“What is the meaning of it, Watson?” said Holmes solemnly as he laid down the paper. “What object is served by this circle of misery and violence and fear? It must tend to some end, or else our universe is ruled by chance, which is unthinkable. But what end? There is the great standing perennial problem to which human reason is as far from an answer as ever.” - The final paragraph from The Adventure of the Cardboard Box, a short story by Arthur Conan Doyle, published in 1892

This quote opens Alan Phelan's exhibition of new, recent and re-configured work, centred around an adaptation of this Sherlock Holmes story in a new film titled “Edwart & Arlette”. With characters, dialogue and settings all reworked, this stylish whodunit hands over the detective work to the audience, since Sherlock himself has been removed from the narrative. With the central characters modelled on a photograph of a French art critic and museum curator, the film shifts into a different range of references, stemming from a collection of hand photographs which the artist used to determine the shot design and dialogue. The words and sentence fragments found on the images were developed into dialogue and remain in the order they were found, forcing the narrative to take some unexpected turns.

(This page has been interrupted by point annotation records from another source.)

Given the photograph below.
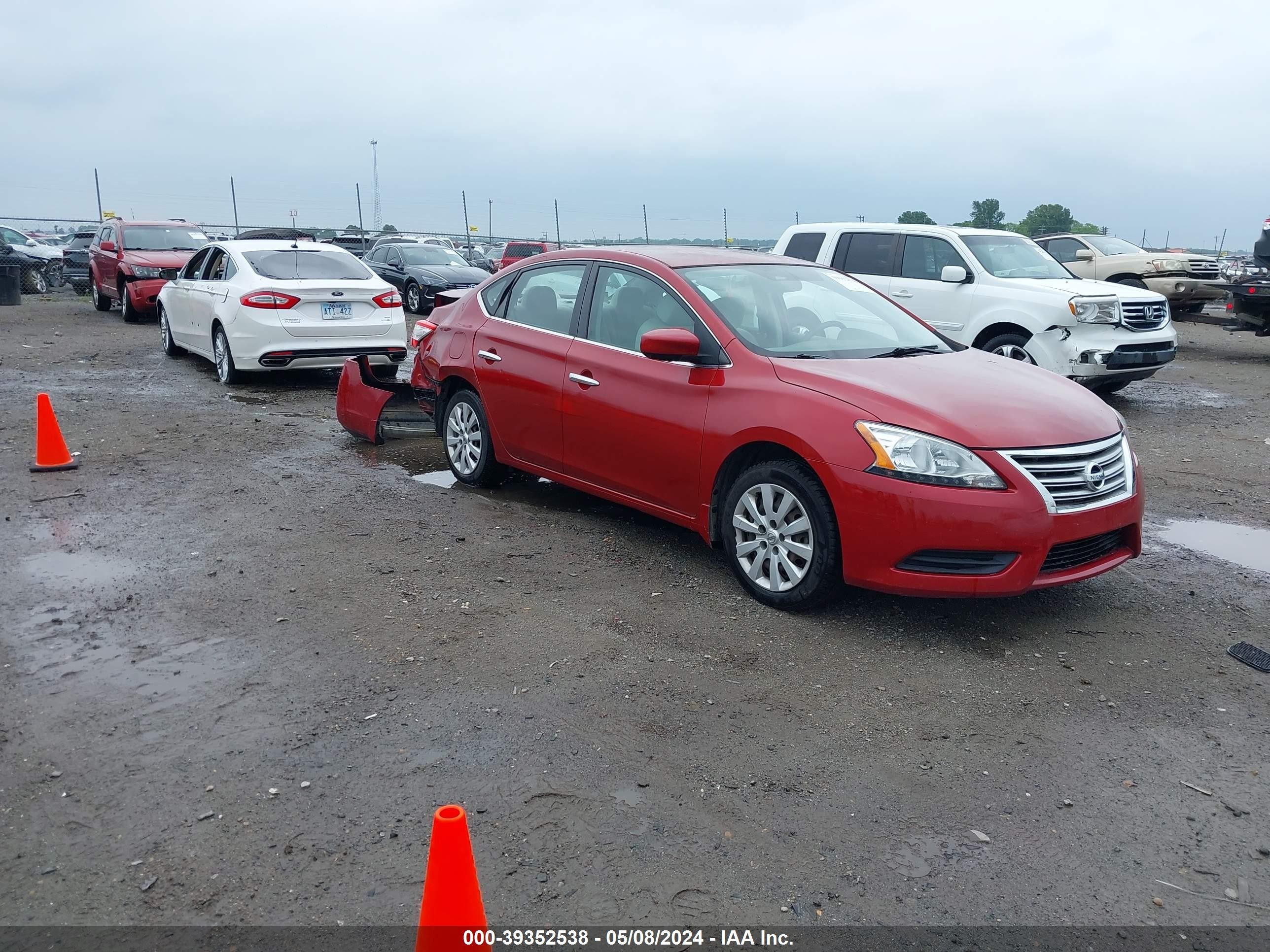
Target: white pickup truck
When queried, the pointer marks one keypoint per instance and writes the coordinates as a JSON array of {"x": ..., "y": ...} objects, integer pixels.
[{"x": 1000, "y": 291}]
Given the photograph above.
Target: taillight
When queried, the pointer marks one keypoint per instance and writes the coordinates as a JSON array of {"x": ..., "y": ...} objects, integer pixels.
[
  {"x": 422, "y": 332},
  {"x": 270, "y": 300}
]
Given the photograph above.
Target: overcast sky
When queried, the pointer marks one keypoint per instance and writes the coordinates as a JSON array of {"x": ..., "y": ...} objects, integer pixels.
[{"x": 1125, "y": 112}]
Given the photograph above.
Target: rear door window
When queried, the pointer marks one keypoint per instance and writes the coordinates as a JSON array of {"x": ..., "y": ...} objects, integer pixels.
[
  {"x": 307, "y": 266},
  {"x": 806, "y": 245},
  {"x": 545, "y": 298},
  {"x": 870, "y": 253},
  {"x": 925, "y": 258}
]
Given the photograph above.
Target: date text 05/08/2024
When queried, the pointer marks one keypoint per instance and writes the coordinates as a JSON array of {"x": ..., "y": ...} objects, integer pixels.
[{"x": 671, "y": 938}]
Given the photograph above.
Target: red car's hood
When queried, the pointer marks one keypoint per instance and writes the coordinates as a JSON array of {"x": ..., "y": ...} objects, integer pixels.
[
  {"x": 975, "y": 399},
  {"x": 159, "y": 259}
]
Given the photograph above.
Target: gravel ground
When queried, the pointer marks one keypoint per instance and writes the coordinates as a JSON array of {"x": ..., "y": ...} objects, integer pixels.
[{"x": 242, "y": 600}]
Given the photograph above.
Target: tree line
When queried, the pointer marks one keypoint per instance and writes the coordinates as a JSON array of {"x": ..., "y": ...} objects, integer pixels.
[{"x": 1042, "y": 220}]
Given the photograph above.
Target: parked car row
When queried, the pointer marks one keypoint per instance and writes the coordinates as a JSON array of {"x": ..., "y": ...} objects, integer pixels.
[{"x": 792, "y": 414}]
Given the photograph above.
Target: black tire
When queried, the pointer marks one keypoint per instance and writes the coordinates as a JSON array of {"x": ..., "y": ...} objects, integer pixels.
[
  {"x": 1010, "y": 345},
  {"x": 822, "y": 573},
  {"x": 101, "y": 303},
  {"x": 223, "y": 358},
  {"x": 415, "y": 306},
  {"x": 130, "y": 312},
  {"x": 464, "y": 411},
  {"x": 1114, "y": 386},
  {"x": 169, "y": 345}
]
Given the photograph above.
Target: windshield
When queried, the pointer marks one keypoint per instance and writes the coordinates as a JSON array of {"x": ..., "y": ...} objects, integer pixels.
[
  {"x": 429, "y": 254},
  {"x": 804, "y": 311},
  {"x": 1008, "y": 257},
  {"x": 1113, "y": 247},
  {"x": 155, "y": 238},
  {"x": 305, "y": 266}
]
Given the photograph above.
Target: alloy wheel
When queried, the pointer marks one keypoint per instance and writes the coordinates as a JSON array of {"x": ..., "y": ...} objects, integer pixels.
[
  {"x": 223, "y": 361},
  {"x": 464, "y": 442},
  {"x": 774, "y": 537},
  {"x": 1014, "y": 352}
]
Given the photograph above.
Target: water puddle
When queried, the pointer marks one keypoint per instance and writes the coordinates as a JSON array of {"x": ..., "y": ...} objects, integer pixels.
[
  {"x": 630, "y": 796},
  {"x": 1242, "y": 545}
]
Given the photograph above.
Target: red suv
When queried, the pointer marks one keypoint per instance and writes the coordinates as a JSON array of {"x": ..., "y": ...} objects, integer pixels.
[
  {"x": 130, "y": 261},
  {"x": 808, "y": 426},
  {"x": 517, "y": 250}
]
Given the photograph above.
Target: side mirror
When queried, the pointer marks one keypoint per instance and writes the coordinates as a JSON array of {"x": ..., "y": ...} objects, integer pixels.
[{"x": 670, "y": 344}]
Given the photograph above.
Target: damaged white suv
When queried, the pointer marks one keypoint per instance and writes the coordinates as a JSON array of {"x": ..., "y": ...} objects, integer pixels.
[{"x": 1002, "y": 292}]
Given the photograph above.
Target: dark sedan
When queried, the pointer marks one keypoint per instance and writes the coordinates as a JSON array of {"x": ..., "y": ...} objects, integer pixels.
[
  {"x": 421, "y": 271},
  {"x": 75, "y": 259}
]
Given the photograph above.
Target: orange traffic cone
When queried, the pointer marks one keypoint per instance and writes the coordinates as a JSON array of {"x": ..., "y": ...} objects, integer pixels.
[
  {"x": 451, "y": 894},
  {"x": 51, "y": 452}
]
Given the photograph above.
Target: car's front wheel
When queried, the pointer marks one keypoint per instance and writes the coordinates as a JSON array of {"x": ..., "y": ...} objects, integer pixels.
[
  {"x": 468, "y": 444},
  {"x": 101, "y": 301},
  {"x": 781, "y": 536},
  {"x": 1010, "y": 345},
  {"x": 225, "y": 369},
  {"x": 169, "y": 345},
  {"x": 413, "y": 299}
]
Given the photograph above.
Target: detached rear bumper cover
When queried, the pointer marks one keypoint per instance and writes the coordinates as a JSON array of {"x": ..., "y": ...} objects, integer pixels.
[{"x": 362, "y": 398}]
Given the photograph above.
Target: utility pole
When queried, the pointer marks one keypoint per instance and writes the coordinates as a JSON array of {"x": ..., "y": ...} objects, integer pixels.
[
  {"x": 361, "y": 225},
  {"x": 375, "y": 184}
]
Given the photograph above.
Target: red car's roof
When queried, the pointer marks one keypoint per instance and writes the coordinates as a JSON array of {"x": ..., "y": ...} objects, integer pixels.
[{"x": 673, "y": 256}]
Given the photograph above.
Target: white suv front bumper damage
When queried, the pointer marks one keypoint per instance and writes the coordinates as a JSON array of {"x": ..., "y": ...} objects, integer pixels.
[{"x": 1096, "y": 352}]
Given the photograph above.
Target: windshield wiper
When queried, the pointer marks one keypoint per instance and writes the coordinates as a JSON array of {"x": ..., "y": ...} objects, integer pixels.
[{"x": 911, "y": 351}]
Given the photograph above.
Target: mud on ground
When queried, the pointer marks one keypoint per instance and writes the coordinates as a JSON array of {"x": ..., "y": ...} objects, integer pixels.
[{"x": 239, "y": 598}]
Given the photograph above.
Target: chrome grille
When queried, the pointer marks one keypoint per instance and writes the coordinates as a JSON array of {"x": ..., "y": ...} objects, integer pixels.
[
  {"x": 1145, "y": 315},
  {"x": 1077, "y": 477}
]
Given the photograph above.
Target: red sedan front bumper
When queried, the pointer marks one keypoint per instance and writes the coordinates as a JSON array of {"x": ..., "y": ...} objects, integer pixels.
[
  {"x": 892, "y": 521},
  {"x": 144, "y": 292}
]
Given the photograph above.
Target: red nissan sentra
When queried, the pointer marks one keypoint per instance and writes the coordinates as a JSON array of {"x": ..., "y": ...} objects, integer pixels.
[{"x": 808, "y": 426}]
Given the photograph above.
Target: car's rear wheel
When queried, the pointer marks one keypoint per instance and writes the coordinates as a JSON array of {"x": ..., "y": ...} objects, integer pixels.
[
  {"x": 101, "y": 301},
  {"x": 169, "y": 345},
  {"x": 413, "y": 299},
  {"x": 781, "y": 536},
  {"x": 228, "y": 374},
  {"x": 468, "y": 444},
  {"x": 1010, "y": 345},
  {"x": 130, "y": 312}
]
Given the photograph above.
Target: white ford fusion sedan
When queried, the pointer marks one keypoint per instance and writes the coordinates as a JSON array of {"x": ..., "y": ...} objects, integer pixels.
[{"x": 270, "y": 305}]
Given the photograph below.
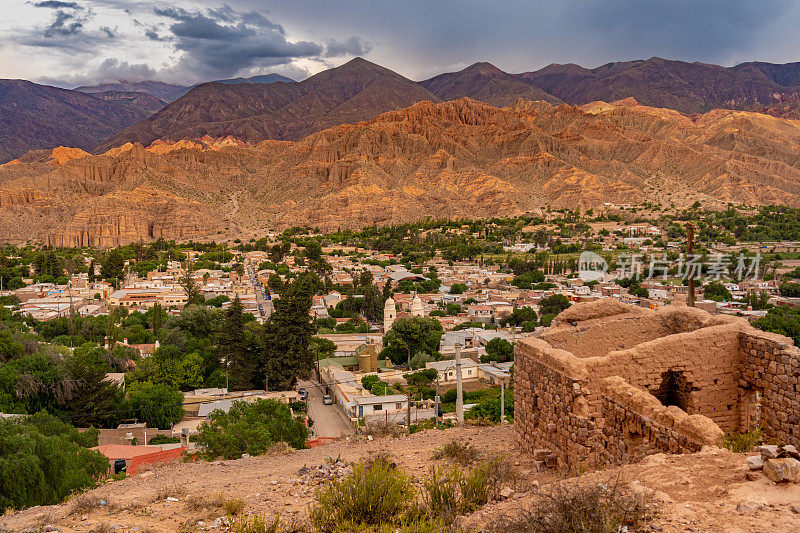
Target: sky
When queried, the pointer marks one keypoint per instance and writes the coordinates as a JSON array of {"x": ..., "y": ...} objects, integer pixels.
[{"x": 83, "y": 42}]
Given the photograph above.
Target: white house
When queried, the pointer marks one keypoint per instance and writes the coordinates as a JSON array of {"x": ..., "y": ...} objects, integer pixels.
[
  {"x": 447, "y": 370},
  {"x": 369, "y": 406}
]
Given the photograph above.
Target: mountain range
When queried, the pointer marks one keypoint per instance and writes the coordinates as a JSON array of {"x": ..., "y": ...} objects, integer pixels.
[
  {"x": 461, "y": 158},
  {"x": 274, "y": 107}
]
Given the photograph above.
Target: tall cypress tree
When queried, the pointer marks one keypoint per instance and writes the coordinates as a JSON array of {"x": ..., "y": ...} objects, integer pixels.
[
  {"x": 285, "y": 353},
  {"x": 242, "y": 363}
]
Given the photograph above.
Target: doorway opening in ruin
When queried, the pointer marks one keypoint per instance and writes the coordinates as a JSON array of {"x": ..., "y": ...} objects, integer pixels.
[{"x": 674, "y": 390}]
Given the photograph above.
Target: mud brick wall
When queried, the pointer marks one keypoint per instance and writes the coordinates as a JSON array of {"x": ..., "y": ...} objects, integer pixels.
[
  {"x": 708, "y": 358},
  {"x": 551, "y": 409},
  {"x": 634, "y": 424},
  {"x": 770, "y": 365}
]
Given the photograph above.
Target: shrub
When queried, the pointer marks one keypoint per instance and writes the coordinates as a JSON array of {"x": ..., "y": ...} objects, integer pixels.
[
  {"x": 41, "y": 469},
  {"x": 256, "y": 524},
  {"x": 440, "y": 492},
  {"x": 594, "y": 509},
  {"x": 448, "y": 493},
  {"x": 374, "y": 495},
  {"x": 164, "y": 439},
  {"x": 233, "y": 506},
  {"x": 250, "y": 428},
  {"x": 158, "y": 405}
]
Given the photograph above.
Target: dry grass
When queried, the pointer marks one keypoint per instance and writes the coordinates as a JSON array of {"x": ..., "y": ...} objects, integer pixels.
[
  {"x": 601, "y": 508},
  {"x": 171, "y": 491},
  {"x": 84, "y": 504},
  {"x": 234, "y": 506},
  {"x": 462, "y": 454},
  {"x": 382, "y": 429}
]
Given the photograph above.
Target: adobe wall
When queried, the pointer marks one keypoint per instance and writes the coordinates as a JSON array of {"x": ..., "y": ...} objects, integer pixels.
[
  {"x": 708, "y": 359},
  {"x": 550, "y": 406},
  {"x": 597, "y": 409},
  {"x": 770, "y": 385},
  {"x": 627, "y": 327},
  {"x": 634, "y": 424}
]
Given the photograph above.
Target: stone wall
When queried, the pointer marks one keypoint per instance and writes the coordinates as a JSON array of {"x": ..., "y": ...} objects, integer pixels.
[
  {"x": 634, "y": 424},
  {"x": 770, "y": 385},
  {"x": 681, "y": 379},
  {"x": 550, "y": 407},
  {"x": 707, "y": 358}
]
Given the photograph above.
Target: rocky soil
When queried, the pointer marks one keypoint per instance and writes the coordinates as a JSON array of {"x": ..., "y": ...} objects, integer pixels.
[{"x": 707, "y": 491}]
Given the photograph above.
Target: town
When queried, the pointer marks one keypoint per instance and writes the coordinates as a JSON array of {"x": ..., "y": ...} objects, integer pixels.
[{"x": 384, "y": 331}]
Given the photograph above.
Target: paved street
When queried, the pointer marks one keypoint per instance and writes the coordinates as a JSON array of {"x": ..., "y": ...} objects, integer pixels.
[{"x": 329, "y": 420}]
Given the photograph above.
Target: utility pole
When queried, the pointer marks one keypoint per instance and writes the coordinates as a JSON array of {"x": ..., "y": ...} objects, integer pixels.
[
  {"x": 436, "y": 407},
  {"x": 690, "y": 253},
  {"x": 502, "y": 401},
  {"x": 459, "y": 388}
]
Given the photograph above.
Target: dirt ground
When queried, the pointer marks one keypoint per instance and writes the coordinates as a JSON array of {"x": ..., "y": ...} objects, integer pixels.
[{"x": 707, "y": 491}]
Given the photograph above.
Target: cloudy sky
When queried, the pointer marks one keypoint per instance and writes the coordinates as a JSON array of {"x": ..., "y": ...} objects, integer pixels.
[{"x": 73, "y": 42}]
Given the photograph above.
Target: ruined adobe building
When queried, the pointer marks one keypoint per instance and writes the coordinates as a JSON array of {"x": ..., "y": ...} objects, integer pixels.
[{"x": 610, "y": 383}]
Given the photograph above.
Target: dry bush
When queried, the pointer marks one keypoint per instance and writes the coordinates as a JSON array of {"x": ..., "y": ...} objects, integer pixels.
[
  {"x": 601, "y": 508},
  {"x": 370, "y": 496},
  {"x": 84, "y": 504},
  {"x": 256, "y": 524},
  {"x": 742, "y": 442},
  {"x": 233, "y": 506},
  {"x": 381, "y": 456},
  {"x": 462, "y": 454},
  {"x": 174, "y": 491},
  {"x": 447, "y": 493},
  {"x": 384, "y": 429}
]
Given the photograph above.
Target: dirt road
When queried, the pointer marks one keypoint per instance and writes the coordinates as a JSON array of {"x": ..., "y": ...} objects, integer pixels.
[{"x": 329, "y": 420}]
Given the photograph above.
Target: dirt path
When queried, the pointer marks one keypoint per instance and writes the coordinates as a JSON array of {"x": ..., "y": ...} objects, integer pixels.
[
  {"x": 702, "y": 492},
  {"x": 329, "y": 420}
]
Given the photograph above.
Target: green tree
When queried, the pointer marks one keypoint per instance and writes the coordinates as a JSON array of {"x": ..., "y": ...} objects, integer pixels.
[
  {"x": 285, "y": 353},
  {"x": 716, "y": 291},
  {"x": 42, "y": 469},
  {"x": 790, "y": 290},
  {"x": 519, "y": 316},
  {"x": 458, "y": 288},
  {"x": 242, "y": 362},
  {"x": 552, "y": 305},
  {"x": 419, "y": 360},
  {"x": 498, "y": 350},
  {"x": 250, "y": 428},
  {"x": 157, "y": 405},
  {"x": 411, "y": 335}
]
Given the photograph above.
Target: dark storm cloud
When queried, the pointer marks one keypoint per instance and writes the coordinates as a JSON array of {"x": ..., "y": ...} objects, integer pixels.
[
  {"x": 56, "y": 4},
  {"x": 64, "y": 24},
  {"x": 222, "y": 41},
  {"x": 420, "y": 37},
  {"x": 352, "y": 46}
]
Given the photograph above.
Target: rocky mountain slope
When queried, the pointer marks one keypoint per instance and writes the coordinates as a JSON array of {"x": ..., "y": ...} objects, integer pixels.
[
  {"x": 169, "y": 92},
  {"x": 36, "y": 116},
  {"x": 487, "y": 83},
  {"x": 462, "y": 158},
  {"x": 146, "y": 103},
  {"x": 159, "y": 89},
  {"x": 357, "y": 90},
  {"x": 686, "y": 87}
]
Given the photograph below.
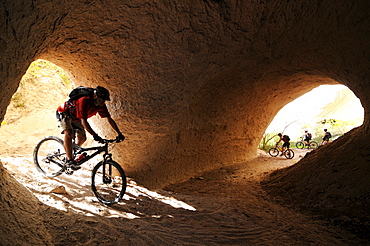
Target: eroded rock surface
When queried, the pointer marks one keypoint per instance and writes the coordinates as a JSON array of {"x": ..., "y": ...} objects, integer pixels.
[{"x": 194, "y": 84}]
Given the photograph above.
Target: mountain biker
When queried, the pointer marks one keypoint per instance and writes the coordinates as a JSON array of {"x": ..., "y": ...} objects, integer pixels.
[
  {"x": 327, "y": 136},
  {"x": 307, "y": 137},
  {"x": 73, "y": 118},
  {"x": 285, "y": 139}
]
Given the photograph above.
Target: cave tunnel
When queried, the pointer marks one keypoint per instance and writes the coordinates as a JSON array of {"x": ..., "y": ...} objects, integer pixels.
[{"x": 195, "y": 85}]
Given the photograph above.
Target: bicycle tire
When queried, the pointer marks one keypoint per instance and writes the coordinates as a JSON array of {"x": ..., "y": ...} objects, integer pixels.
[
  {"x": 289, "y": 154},
  {"x": 300, "y": 145},
  {"x": 109, "y": 188},
  {"x": 314, "y": 145},
  {"x": 49, "y": 156},
  {"x": 274, "y": 152}
]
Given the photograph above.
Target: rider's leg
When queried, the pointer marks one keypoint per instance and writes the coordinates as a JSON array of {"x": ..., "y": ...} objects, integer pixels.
[
  {"x": 68, "y": 143},
  {"x": 80, "y": 132},
  {"x": 81, "y": 139}
]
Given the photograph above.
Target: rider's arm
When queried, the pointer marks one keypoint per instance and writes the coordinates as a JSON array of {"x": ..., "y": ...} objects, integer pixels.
[{"x": 87, "y": 126}]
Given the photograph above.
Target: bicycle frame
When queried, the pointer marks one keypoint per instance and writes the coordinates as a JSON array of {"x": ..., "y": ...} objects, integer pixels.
[{"x": 98, "y": 150}]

Re-configuring works, his own and other artists, has become an important element in Phelan's practice. Works are not just re-contextualised, but re-named, spun, and connected to different ideas. All together the show explores through various objects and installations “a circle of misery, violence and fear” as with Sherlock’s plea above but thankfully negotiated through humour and inventiveness.

Alan Phelan, born in Dublin 1968, studied at Dublin City University and Rochester Institute of Technology, New York. He has exhibited widely internationally including BOZAR, Brussels; Whitney Museum of American Art, New York; Chapter, Cardiff; SKUC, Ljubljana; Feinkost, Berlin; SKC, Belgrade; OK11, Helsinki; Eastlink Gallery, Shanghai; Galería Del Infinito Arte, Buenos Aires. In Ireland exhibitions include IMMA, Oonagh Young Gallery, mother’s tankstation, Dublin; MCAC, Portadown; Limerick City Gallery of Art, Solstice, Navan and The Black Mariah, Cork. Forthcoming exhibitions include Golden Thread Gallery, Belfast; Treignac Projet, France and Embassy Gallery, Edinburgh. Screenings include Kevin Kavanagh Gallery; ÉCU Film Festival, Paris; Cinesonika, Derry and the Cairo Video Festival. Public art include projects for Dublin City Council, Dublin South County Council, Dun Laoghaire Rathdown Council, the Department of Communications as well as temporary projects in New York, Wales and Dublin. Curated exhibitions at the Royal Hibernian Academy, Farmleigh Gallery, and Project, Dublin. Awards includes grants from The Arts Council, Culture Ireland, a Fulbright Scholarship and the John F. Kennedy Fund. Residencies include HIAP, Helsinki, URRA, Buenos Aires, IMMA ARP and the Fire Station Artists’ Studios, Dublin. His work is included in the collections of the Irish Museum of Modern Art, Limerick City Gallery of Art, The National Self-Portrait Collection, the Office of Public Works and several private collections.